CVAT’s serverless architecture allows you to integrate custom AI models by packaging them as Nuclio functions. This guide covers creating functions for detectors, interactors, trackers, and ReID models.

Function Structure

Each serverless function consists of:

my-custom-function/
├── nuclio/
│   ├── function.yaml       # Nuclio function configuration
│   ├── main.py            # Handler and request processing
│   ├── model_handler.py   # Model loading and inference
│   └── requirements.txt   # Python dependencies (optional)
└── README.md              # Documentation (optional)

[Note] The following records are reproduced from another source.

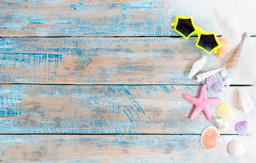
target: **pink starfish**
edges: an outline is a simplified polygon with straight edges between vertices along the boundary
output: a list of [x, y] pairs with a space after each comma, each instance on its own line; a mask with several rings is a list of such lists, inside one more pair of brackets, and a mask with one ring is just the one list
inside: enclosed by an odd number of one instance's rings
[[191, 115], [190, 119], [193, 120], [196, 117], [199, 112], [202, 110], [204, 112], [207, 119], [210, 122], [212, 121], [212, 115], [210, 110], [211, 105], [216, 104], [221, 102], [220, 99], [208, 99], [206, 93], [206, 85], [204, 85], [201, 88], [200, 94], [198, 98], [192, 97], [186, 94], [183, 95], [186, 100], [192, 103], [195, 106], [195, 109]]

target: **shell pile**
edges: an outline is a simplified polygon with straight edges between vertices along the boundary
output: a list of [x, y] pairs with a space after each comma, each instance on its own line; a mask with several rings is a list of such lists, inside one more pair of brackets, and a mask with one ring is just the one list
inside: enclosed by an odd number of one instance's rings
[[229, 154], [239, 156], [245, 151], [244, 146], [237, 140], [232, 140], [229, 142], [227, 147]]
[[246, 121], [237, 123], [235, 125], [235, 130], [242, 136], [248, 134], [248, 123]]
[[219, 118], [233, 118], [235, 117], [232, 108], [226, 103], [222, 103], [217, 107], [216, 114]]
[[223, 80], [219, 75], [213, 75], [206, 80], [207, 89], [211, 93], [219, 93], [225, 87]]
[[227, 38], [221, 36], [218, 37], [218, 39], [222, 45], [221, 48], [217, 49], [215, 56], [221, 59], [225, 58], [225, 55], [229, 53], [232, 50], [232, 46]]
[[210, 151], [221, 142], [221, 138], [219, 132], [215, 127], [209, 126], [203, 131], [200, 137], [200, 143], [204, 151]]

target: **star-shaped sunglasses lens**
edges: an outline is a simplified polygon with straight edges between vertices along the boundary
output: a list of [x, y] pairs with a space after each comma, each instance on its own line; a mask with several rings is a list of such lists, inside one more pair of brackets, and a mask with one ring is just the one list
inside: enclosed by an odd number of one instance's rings
[[219, 45], [213, 34], [202, 34], [199, 39], [197, 45], [208, 51], [211, 51], [212, 50]]

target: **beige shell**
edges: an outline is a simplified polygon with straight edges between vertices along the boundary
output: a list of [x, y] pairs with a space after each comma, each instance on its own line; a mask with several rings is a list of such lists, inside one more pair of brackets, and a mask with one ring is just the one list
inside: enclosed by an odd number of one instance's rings
[[217, 49], [215, 56], [221, 59], [225, 58], [225, 55], [229, 53], [232, 50], [232, 46], [227, 37], [221, 36], [218, 37], [218, 39], [222, 45], [221, 48]]
[[229, 62], [228, 64], [226, 65], [226, 69], [227, 70], [232, 69], [235, 69], [238, 67], [238, 62], [239, 61], [239, 57], [240, 57], [240, 54], [242, 52], [242, 49], [244, 46], [244, 42], [246, 36], [246, 33], [244, 33], [243, 37], [242, 38], [242, 40], [235, 50], [232, 57], [230, 58], [230, 60], [229, 60]]
[[239, 156], [245, 151], [245, 148], [243, 145], [237, 140], [233, 140], [229, 142], [227, 147], [228, 152], [229, 154]]
[[222, 103], [217, 107], [216, 114], [219, 118], [233, 118], [235, 117], [232, 108], [226, 103]]
[[215, 127], [209, 126], [202, 132], [200, 137], [200, 144], [204, 151], [211, 150], [221, 142], [221, 138], [219, 132]]

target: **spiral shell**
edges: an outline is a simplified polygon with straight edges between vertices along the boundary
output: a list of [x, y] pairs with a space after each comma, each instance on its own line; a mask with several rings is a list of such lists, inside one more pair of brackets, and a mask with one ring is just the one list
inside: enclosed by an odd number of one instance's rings
[[229, 142], [227, 147], [229, 154], [239, 156], [245, 151], [245, 148], [242, 144], [237, 140], [233, 140]]
[[241, 135], [246, 136], [248, 134], [248, 123], [246, 121], [237, 123], [235, 125], [235, 130]]
[[200, 144], [205, 151], [211, 150], [221, 142], [219, 132], [216, 127], [210, 126], [206, 127], [201, 134]]
[[238, 67], [239, 61], [239, 57], [240, 57], [240, 54], [242, 51], [242, 49], [244, 46], [244, 39], [245, 39], [247, 33], [245, 33], [244, 35], [243, 35], [242, 40], [240, 42], [240, 43], [239, 43], [237, 48], [235, 50], [234, 53], [233, 53], [233, 56], [230, 59], [230, 60], [229, 60], [229, 62], [226, 65], [226, 69], [235, 69]]
[[222, 45], [221, 48], [217, 49], [215, 56], [221, 59], [225, 58], [225, 55], [231, 51], [232, 46], [227, 37], [221, 36], [218, 37], [218, 39]]
[[219, 118], [233, 118], [235, 117], [232, 108], [226, 103], [222, 103], [217, 107], [216, 114]]

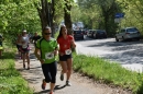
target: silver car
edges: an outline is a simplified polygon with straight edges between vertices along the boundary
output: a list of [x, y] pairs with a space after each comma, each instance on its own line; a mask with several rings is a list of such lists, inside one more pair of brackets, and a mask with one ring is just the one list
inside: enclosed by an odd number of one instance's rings
[[116, 40], [119, 42], [120, 39], [138, 39], [140, 40], [141, 34], [136, 27], [125, 27], [121, 28], [119, 33], [116, 34]]

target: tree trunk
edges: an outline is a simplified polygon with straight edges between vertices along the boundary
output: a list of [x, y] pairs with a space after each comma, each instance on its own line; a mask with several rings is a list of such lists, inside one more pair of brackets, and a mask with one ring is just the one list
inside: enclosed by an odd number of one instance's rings
[[65, 21], [65, 25], [67, 27], [68, 34], [73, 34], [72, 31], [72, 19], [70, 19], [70, 10], [72, 10], [72, 5], [69, 4], [70, 1], [65, 0], [65, 8], [64, 8], [64, 21]]

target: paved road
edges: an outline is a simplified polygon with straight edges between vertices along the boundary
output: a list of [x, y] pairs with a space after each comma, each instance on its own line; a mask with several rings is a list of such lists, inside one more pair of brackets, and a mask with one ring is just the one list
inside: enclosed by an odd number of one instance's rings
[[[16, 58], [15, 68], [21, 72], [22, 77], [28, 81], [30, 87], [34, 90], [34, 94], [48, 94], [50, 86], [47, 84], [46, 90], [41, 89], [41, 83], [43, 79], [43, 73], [41, 69], [40, 61], [36, 60], [33, 55], [33, 45], [31, 45], [31, 69], [24, 70], [22, 68], [22, 60]], [[119, 87], [110, 87], [106, 84], [100, 84], [88, 77], [85, 77], [80, 73], [74, 72], [72, 74], [72, 86], [65, 86], [65, 80], [59, 80], [61, 67], [58, 66], [57, 80], [55, 94], [131, 94]]]
[[119, 42], [114, 38], [76, 40], [77, 52], [99, 56], [138, 72], [143, 72], [143, 40]]

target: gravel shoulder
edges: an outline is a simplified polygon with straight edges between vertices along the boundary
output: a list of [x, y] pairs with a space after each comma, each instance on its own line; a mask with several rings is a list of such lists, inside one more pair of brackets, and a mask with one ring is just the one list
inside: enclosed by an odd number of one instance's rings
[[[15, 69], [20, 71], [22, 77], [28, 81], [29, 86], [34, 90], [34, 94], [48, 94], [50, 86], [47, 84], [46, 90], [41, 89], [43, 73], [40, 61], [36, 60], [33, 54], [33, 46], [31, 50], [31, 69], [24, 70], [22, 68], [22, 60], [15, 60]], [[77, 72], [73, 72], [70, 82], [72, 86], [65, 86], [65, 80], [59, 80], [61, 67], [58, 64], [57, 80], [55, 94], [132, 94], [130, 91], [125, 91], [120, 87], [106, 85], [100, 82], [96, 82], [92, 79]]]

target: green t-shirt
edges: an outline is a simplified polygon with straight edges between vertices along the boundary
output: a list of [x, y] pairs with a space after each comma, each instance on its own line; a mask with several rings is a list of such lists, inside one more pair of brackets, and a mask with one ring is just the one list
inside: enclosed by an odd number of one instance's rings
[[52, 63], [56, 60], [56, 56], [54, 56], [53, 51], [57, 47], [57, 42], [54, 38], [51, 38], [50, 40], [41, 38], [36, 42], [36, 48], [41, 50], [41, 58], [45, 61], [45, 63]]

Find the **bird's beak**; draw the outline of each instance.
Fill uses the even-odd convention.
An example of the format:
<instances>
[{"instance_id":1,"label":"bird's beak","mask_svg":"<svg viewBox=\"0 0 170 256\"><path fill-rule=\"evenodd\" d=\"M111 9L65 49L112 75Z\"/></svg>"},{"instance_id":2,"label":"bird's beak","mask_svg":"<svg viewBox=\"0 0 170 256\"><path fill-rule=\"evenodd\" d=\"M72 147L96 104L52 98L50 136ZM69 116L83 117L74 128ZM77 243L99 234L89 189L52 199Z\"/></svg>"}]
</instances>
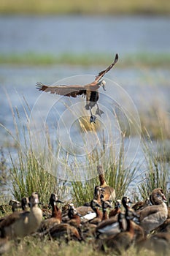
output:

Creating a Detector Function

Step 1: Define Function Metadata

Create function.yaml with function configuration:

metadata:
  name: my-custom-detector
  namespace: cvat
  annotations:
    name: My Custom Detector
    type: detector
    version: 1
    spec: |
      [
        { "id": 0, "name": "class1", "type": "rectangle" },
        { "id": 1, "name": "class2", "type": "polygon" },
        { "id": 2, "name": "class3", "type": "mask" }
      ]

spec:
  description: Custom object detector
  runtime: 'python:3.10'
  handler: main:handler
  eventTimeout: 30s
  
  build:
    image: cvat.custom.detector
    baseImage: ubuntu:22.04
    directives:
      preCopy:
        - kind: RUN
          value: apt-get update && apt-get install -y python3-pip
        - kind: WORKDIR
          value: /opt/nuclio
        - kind: RUN
          value: pip install torch torchvision opencv-python-headless pillow numpy

  triggers:
    myHttpTrigger:
      numWorkers: 2
      kind: 'http'
      workerAvailabilityTimeoutMilliseconds: 10000
      attributes:
        maxRequestBodySize: 33554432 # 32MB

  platform:
    attributes:
      restartPolicy:
        name: always
        maximumRetryCount: 3

Step 2: Implement Model Handler

Create model_handler.py to load and run your model:

import torch
import cv2
import numpy as np
from typing import List, Dict

class ModelHandler:
    def __init__(self):
        """Initialize and load the model."""
        self.device = torch.device('cuda' if torch.cuda.is_available() else 'cpu')
        self.model = self._load_model()
        self.model.eval()
        
    def _load_model(self):
        """Load your custom model."""
        # Load pre-trained weights
        model = YourCustomModel()
        model.load_state_dict(torch.load('model_weights.pth', map_location=self.device))
        model.to(self.device)
        return model
    
    def preprocess(self, image: np.ndarray) -> torch.Tensor:
        """Preprocess image for model input."""
        # Resize, normalize, convert to tensor
        image = cv2.resize(image, (640, 640))
        image = image.astype(np.float32) / 255.0
        image = torch.from_numpy(image).permute(2, 0, 1).unsqueeze(0)
        return image.to(self.device)
    
    def infer(self, image: np.ndarray, threshold: float = 0.5) -> List[Dict]:
        """Run inference and return detections."""
        preprocessed = self.preprocess(image)
        
        with torch.no_grad():
            predictions = self.model(preprocessed)
        
        return self._postprocess(predictions, image.shape, threshold)
    
    def _postprocess(self, predictions, original_shape, threshold):
        """Convert model output to CVAT format."""
        detections = []
        
        for pred in predictions:
            if pred['score'] < threshold:
                continue
                
            detection = {
                'label': self._get_label_name(pred['class_id']),
                'confidence': float(pred['score']),
                'type': 'rectangle',  # or 'polygon', 'mask'
                'points': self._convert_bbox(pred['bbox'], original_shape)
            }
            detections.append(detection)
        
        return detections
    
    def _get_label_name(self, class_id: int) -> str:
        """Map class ID to label name."""
        labels = ['class1', 'class2', 'class3']
        return labels[class_id]
    
    def _convert_bbox(self, bbox, original_shape):
        """Convert bbox to CVAT format [xtl, ytl, xbr, ybr]."""
        # Scale coordinates to original image size
        h, w = original_shape[:2]
        x1, y1, x2, y2 = bbox
        return [x1 * w, y1 * h, x2 * w, y2 * h]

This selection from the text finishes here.